Last in the Legislative Assembly September 2019, as MLA for Great Slave

Won his last election, in 2015, with 79% of the vote.

Statements in the House

Question 30-16(2) G.N.W.T. Public Service Reductions February 8th, 2008

I’m glad to hear that. I'd still like to hear that job cuts will be a last resort and that this government will make every reasonable effort to find creative ways of reducing our spending — such as items mentioned yesterday about energy efficiency and those types of things — before job cuts.

On October 17 I asked the Premier “How will he work toward strengthening the public service and improving the morale of staff within the G.N.W.T.?” According to the unedited Hansard from October 17, the Premier indicated that “we must treat all employees — it doesn't matter at what level — with respect as an individual.” He went further to say:

“We need to talk to those at the front line to say what works for you in how you deliver your programs.”

Directly related to that, I'd like to see a commitment from the Premier to actually work with staff, get out to the staff and talk to the staff at the lower levels. They often have a lot of good ideas on how to reduce spending and streamline programs that would be a lot more effective and may not be presented to you at the higher levels.

I would like you, as Premier, to commit to getting out — not necessarily you — or getting your department out and talk to the staff and listen to the staff. They have a lot of good ideas; they’re the ones who deliver the programs.

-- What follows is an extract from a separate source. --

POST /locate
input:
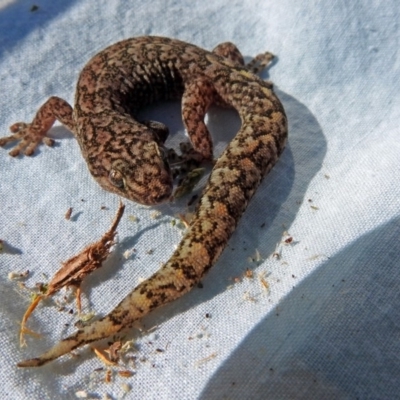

If you get to them and you get the information from them, they might be able to help you streamline and reduce costs without cutting their own jobs.

So a commitment from the Premier.

Question 30-16(2) G.N.W.T. Public Service Reductions February 8th, 2008

In my Member’s statement I talked about morale and the $135 million in budget reductions. Since the announcement has come out

from the Premier that there will be $135 million in reductions and staff cuts, we have all had staff come to us and ask us, “Is my job going to be gone tomorrow? Do I need to start looking for another job?” As indicated in my statement, I think cutting jobs is the last thing we should be doing. It should be the last course of action with respect to bringing our spending in line.

I'd like to ask the Premier to commit to work with staff and to assure them that if any job cuts do occur, they will be as a last resort, and that we as the government will make every reasonable effort to reduce our spending without cutting jobs.

Support For The Public Service February 8th, 2008

On several occasions since I was elected, I have gone on record talking about morale in the public service. The staff of the G.N.W.T. are

our most valuable resource. They’re the people who provide the essential services to all the residents in the Northwest Territories. Without a happy and motivated public service, we fail in the delivery of these essential services we are expected to deliver as a government.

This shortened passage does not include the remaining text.